Ratio Calculator

Proportion Solver (Solve A:B = C:D):

Step 1: Select "Solve A:B = C:D" from the Calculator Mode dropdown.

Step 2: Enter any three of the four values (A, B, C, D) and leave exactly one field empty. The calculator solves for the missing value using cross-multiplication.

Step 3: Click Calculate. The result shows the missing value, the complete proportion, and step-by-step solution.

Ratio Scaler (Enlarge or Shrink):

Step 1: Select "Scale a ratio" from the Calculator Mode dropdown.

Step 2: Enter the two parts of your ratio in the Left and Right fields.

Step 3: Choose whether to Enlarge or Shrink the ratio.

Step 4: Enter the multiplier (how many times to scale it).

Step 5: Click Calculate.

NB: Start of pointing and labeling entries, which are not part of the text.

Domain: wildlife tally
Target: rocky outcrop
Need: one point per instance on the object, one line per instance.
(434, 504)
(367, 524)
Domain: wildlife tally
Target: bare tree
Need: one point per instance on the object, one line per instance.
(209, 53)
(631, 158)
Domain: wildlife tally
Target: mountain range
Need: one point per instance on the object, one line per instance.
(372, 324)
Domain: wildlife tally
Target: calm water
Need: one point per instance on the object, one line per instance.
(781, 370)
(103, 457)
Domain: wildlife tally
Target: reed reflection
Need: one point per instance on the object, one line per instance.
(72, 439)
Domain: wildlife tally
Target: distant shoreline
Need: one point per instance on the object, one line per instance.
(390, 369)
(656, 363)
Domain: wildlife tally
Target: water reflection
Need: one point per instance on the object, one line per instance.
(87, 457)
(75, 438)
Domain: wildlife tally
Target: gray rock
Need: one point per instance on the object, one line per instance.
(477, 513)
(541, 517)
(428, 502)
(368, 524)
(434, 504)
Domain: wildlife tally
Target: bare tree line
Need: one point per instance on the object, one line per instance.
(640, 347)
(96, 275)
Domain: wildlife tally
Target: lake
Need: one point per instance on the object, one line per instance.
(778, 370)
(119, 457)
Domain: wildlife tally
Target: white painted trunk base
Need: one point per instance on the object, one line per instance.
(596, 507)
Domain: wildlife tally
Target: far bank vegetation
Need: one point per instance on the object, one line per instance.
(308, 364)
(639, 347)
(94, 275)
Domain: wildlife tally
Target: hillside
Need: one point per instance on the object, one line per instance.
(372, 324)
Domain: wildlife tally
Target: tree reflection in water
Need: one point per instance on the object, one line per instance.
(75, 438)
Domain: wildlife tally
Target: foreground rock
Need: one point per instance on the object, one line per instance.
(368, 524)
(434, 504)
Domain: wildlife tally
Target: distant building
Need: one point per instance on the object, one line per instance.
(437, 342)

The result shows the scaled ratio.

A ratio is a way to compare two or more quantities by showing the relative size of one quantity to another. Written as A:B (read as "A to B"), a ratio tells you that for every A units of the first quantity, there are B units of the second quantity.

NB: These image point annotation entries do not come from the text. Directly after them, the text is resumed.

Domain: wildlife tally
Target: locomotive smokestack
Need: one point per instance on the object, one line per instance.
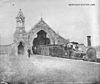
(88, 40)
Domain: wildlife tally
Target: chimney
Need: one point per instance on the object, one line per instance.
(88, 40)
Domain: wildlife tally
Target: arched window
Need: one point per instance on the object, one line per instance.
(20, 48)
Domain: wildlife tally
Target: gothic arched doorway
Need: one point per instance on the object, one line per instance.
(20, 48)
(41, 39)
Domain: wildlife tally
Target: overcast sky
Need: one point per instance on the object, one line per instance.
(71, 22)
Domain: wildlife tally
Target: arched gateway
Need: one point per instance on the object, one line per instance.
(40, 34)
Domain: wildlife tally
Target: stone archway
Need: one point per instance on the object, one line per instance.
(41, 39)
(20, 48)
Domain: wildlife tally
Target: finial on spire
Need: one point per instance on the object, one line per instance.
(41, 19)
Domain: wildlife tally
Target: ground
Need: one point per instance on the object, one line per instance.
(48, 70)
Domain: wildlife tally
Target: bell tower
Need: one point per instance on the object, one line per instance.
(20, 33)
(20, 20)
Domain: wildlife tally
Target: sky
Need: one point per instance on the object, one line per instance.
(70, 21)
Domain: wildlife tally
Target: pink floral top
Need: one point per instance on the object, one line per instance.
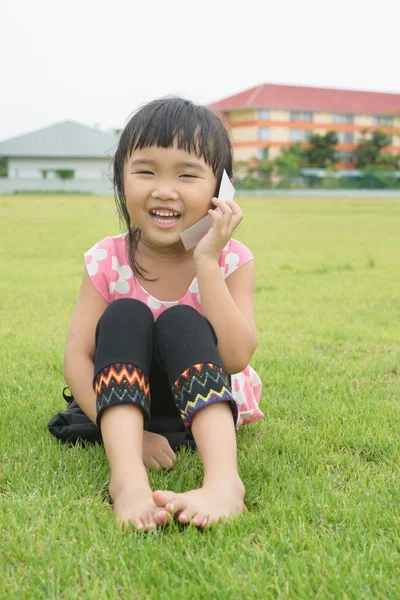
(108, 267)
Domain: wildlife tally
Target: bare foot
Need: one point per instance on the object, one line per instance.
(206, 505)
(134, 503)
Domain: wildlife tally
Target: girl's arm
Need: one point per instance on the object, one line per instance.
(80, 346)
(229, 307)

Ratios appear everywhere in daily life. A recipe that calls for 2 cups of flour to 1 cup of sugar has a 2:1 ratio. A map scale of 1:100,000 means 1 centimeter on the map represents 100,000 centimeters (1 kilometer) in real life. A classroom with 15 students and 1 teacher has a student-to-teacher ratio of 15:1.

A proportion is an equation stating that two ratios are equal: A:B = C:D. This means A/B = C/D. Cross-multiplication gives us A × D = B × C, which lets us find any missing value when the other three are known. This is the foundation of the proportion solver in this calculator.

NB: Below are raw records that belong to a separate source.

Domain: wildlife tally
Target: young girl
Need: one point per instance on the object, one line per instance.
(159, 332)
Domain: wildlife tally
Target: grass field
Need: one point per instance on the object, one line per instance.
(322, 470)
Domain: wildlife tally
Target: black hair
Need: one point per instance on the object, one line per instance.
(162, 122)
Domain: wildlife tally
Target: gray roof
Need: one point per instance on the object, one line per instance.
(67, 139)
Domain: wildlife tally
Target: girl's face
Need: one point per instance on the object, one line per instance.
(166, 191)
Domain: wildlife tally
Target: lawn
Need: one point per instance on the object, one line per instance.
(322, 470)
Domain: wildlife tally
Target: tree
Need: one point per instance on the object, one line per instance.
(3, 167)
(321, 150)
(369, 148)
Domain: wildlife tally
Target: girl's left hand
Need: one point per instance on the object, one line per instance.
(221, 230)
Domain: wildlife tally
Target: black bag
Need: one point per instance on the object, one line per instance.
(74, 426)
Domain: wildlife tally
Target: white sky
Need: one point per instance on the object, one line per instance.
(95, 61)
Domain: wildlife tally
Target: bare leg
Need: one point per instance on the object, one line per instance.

Ratios can be scaled up or down by multiplying or dividing both parts by the same number. The ratio 3:4 is equivalent to 6:8, 9:12, and 30:40 — they all represent the same relationship. Scaling ratios is useful when adjusting recipes, resizing images, mixing solutions, or converting between measurement systems.

Proportion Solver (Cross-Multiplication):

Given A:B = C:D, the relationship is A/B = C/D, which means A × D = B × C.

To find the missing value:
- If A is missing: A = (B × C) / D
- If B is missing: B = (A × D) / C
- If C is missing: C = (A × D) / B
- If D is missing: D = (B × C) / A

Example: If 3:4 = 600:D, then D = (4 × 600) / 3 = 2400 / 3 = 800.

Ratio Scaling:

To enlarge a ratio by a factor of N, multiply both parts by N:
- A:B enlarged by N = (A × N):(B × N)

To shrink a ratio by a factor of N, divide both parts by N:
- A:B shrunk by N = (A / N):(B / N)

Example: 250:280 shrunk by 2.5 = 100:112.

Example 1: Solving a Proportion
A recipe uses flour and sugar in a 3:4 ratio. If you have 600g of flour, how much sugar do you need? Set up 3:4 = 600:D, leave D empty. Result: D = 800g of sugar.

Example 2: Scaling a Map Distance
A map has a scale of 1:25,000. A trail measures 8 cm on the map. Set up 1:25,000 = 8:D. Result: D = 200,000 cm (2 km) in real distance.

Example 3: Shrinking a Ratio
You have a paint mixture of 250:280. You need a smaller batch at half the size. Use the Scale mode, enter 250:280, select Shrink, multiplier 2. Result: 125:140.

Simplify before solving. If your ratio has large numbers, divide both sides by their greatest common divisor first. 150:200 simplifies to 3:4, making the math much easier.

Cross-multiplication is your best friend. For any proportion A:B = C:D, the relationship A×D = B×C always holds. This lets you find any missing value when you know the other three.

Check your answer by plugging it back in. After solving, verify that A/B equals C/D. If the two fractions are equal, your answer is correct.

Scaling preserves the ratio. Multiplying or dividing both sides by the same number gives an equivalent ratio. 3:4 = 6:8 = 30:40 — they all represent the same relationship.